Les Ensorceleuses 2 débarque presque trente ans après, et les sœurs Owens n’ont toujours pas fini de payer leur malédiction amoureuse
Il y a des films qu’on garde dans un coin de la tête sans trop savoir pourquoi. Les Ensorceleuses, sorti en 1998, en fait partie. Sandra Bullock et Nicole Kidman y jouaient deux sœurs sorcières, Sally et Gillian Owens, condamnées par une malédiction familiale à voir mourir l’homme dont elles tombent amoureuses. À l’époque le film s’est fait démolir par la critique avant de devenir un vrai objet culte, ressorti chaque automne comme on ressort un pull.
Warner remet donc le chaudron sur le feu. Les Ensorceleuses 2 arrive dans les salles françaises le 9 septembre, et les deux actrices reprennent leurs rôles, vingt-cinq ans plus tard dans l’histoire.

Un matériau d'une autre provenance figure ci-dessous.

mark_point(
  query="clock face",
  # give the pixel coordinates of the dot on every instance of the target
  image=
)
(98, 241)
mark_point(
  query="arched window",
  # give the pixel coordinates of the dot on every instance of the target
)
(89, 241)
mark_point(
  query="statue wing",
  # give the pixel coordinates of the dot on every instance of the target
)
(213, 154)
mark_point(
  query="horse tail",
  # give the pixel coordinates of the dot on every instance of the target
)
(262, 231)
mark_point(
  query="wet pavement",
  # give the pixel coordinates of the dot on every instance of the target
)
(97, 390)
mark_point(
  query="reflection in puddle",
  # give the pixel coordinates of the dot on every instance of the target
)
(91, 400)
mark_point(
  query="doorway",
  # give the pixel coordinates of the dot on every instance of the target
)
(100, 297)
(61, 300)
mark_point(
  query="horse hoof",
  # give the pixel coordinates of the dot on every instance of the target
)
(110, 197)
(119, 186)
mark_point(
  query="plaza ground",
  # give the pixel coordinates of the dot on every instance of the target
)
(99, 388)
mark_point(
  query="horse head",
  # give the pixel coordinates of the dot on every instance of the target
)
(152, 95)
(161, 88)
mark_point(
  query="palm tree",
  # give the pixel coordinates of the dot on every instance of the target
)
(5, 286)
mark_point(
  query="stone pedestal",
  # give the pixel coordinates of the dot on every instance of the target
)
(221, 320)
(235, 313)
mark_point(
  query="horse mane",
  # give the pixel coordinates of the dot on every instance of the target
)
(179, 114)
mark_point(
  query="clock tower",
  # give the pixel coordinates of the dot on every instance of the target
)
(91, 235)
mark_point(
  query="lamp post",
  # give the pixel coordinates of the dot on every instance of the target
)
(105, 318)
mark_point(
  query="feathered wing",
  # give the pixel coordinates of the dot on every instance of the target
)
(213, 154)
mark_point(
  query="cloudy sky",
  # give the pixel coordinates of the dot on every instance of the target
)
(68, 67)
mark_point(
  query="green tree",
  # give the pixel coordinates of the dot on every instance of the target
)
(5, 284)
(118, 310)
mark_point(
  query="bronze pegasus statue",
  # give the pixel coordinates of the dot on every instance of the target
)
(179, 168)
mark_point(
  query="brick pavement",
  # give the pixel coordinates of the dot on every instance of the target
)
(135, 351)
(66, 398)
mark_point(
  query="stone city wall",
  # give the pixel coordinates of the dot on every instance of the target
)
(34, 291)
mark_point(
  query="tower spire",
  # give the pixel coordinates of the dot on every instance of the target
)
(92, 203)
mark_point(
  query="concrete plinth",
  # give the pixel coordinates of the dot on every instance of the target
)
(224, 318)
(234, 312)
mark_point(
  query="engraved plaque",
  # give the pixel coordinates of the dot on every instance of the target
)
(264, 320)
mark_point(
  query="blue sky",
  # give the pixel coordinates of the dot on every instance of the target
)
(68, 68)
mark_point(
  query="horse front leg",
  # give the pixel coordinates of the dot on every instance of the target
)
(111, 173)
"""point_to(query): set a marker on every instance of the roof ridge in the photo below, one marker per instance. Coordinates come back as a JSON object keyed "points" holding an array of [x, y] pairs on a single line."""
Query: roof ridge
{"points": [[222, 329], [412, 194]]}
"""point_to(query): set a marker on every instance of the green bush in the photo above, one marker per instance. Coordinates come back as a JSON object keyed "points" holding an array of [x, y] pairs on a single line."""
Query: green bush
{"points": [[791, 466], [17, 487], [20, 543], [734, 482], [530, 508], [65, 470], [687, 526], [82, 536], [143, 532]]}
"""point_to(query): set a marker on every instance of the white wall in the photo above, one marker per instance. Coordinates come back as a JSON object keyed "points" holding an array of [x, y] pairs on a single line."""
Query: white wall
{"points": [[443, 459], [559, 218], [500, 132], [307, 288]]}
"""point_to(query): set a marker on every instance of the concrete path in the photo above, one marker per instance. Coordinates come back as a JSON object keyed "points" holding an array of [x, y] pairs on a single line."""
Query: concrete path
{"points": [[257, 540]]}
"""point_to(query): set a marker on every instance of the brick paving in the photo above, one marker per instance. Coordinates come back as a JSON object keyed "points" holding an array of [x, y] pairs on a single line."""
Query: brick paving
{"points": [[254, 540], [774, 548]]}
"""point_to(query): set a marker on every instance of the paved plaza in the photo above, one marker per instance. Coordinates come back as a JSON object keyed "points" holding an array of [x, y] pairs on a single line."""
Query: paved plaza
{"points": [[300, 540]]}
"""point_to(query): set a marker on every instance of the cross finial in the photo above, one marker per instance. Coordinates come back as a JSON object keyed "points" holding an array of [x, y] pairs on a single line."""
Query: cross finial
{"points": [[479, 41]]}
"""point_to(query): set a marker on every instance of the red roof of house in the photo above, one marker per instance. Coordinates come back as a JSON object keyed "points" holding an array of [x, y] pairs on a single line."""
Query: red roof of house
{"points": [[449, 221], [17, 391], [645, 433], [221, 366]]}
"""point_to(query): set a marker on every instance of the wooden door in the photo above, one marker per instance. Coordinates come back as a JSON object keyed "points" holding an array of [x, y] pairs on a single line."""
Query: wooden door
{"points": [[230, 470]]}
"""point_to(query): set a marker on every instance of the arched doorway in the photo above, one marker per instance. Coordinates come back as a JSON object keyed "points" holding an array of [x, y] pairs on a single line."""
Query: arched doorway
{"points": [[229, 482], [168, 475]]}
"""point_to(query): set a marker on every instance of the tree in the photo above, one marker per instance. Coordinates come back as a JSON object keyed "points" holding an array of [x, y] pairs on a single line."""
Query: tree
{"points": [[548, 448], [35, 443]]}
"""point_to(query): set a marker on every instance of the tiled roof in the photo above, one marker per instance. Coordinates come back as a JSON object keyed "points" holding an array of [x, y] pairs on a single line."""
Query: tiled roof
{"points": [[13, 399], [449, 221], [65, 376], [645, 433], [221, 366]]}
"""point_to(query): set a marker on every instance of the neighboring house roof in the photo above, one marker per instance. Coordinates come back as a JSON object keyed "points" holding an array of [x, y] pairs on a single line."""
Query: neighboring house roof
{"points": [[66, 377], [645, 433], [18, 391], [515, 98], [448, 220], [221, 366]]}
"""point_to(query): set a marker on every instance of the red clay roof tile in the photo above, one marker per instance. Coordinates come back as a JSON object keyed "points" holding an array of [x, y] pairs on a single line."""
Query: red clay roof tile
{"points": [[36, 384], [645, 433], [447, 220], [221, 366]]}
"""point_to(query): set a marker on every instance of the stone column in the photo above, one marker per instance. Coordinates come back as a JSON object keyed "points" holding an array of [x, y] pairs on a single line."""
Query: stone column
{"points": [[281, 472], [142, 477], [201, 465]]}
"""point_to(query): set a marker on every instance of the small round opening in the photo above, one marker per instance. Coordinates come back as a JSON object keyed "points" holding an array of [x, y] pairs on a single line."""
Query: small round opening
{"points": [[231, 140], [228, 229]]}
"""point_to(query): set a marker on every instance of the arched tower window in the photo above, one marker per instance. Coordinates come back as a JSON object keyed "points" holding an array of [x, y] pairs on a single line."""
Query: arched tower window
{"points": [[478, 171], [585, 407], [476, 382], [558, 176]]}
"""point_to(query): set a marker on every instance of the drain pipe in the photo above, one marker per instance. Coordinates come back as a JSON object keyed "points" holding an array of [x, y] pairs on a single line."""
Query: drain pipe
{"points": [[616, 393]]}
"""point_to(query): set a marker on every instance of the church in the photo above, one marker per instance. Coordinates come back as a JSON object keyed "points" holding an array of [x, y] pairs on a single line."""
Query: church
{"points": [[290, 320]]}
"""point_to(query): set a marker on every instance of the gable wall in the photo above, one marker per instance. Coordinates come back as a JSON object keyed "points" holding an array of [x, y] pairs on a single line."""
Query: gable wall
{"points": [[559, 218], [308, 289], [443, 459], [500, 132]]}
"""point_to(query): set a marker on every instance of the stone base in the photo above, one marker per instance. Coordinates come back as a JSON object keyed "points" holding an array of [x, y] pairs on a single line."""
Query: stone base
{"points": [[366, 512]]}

Tante Frances et tante Jet sont toujours là, jouées par Stockard Channing et Dianne Wiest, ce qui devrait rassurer ceux qui aimaient surtout la grande maison biscornue et le gâteau au chocolat servi au petit-déjeuner.
Autour d’elles, du sang neuf. Joey King et Maisie Williams (oui, Arya de Game of Thrones) rejoignent la famille, avec Lee Pace et Xolo Maridueña. La réalisation revient à Susanne Bier, la Danoise derrière Bird Box et la série The Undoing, plutôt à l’aise quand il s’agit de mêler drame familial et atmosphère un peu inquiétante.
En attendant la suite, le film culte de 1998 se revoit très bien un soir d’automne.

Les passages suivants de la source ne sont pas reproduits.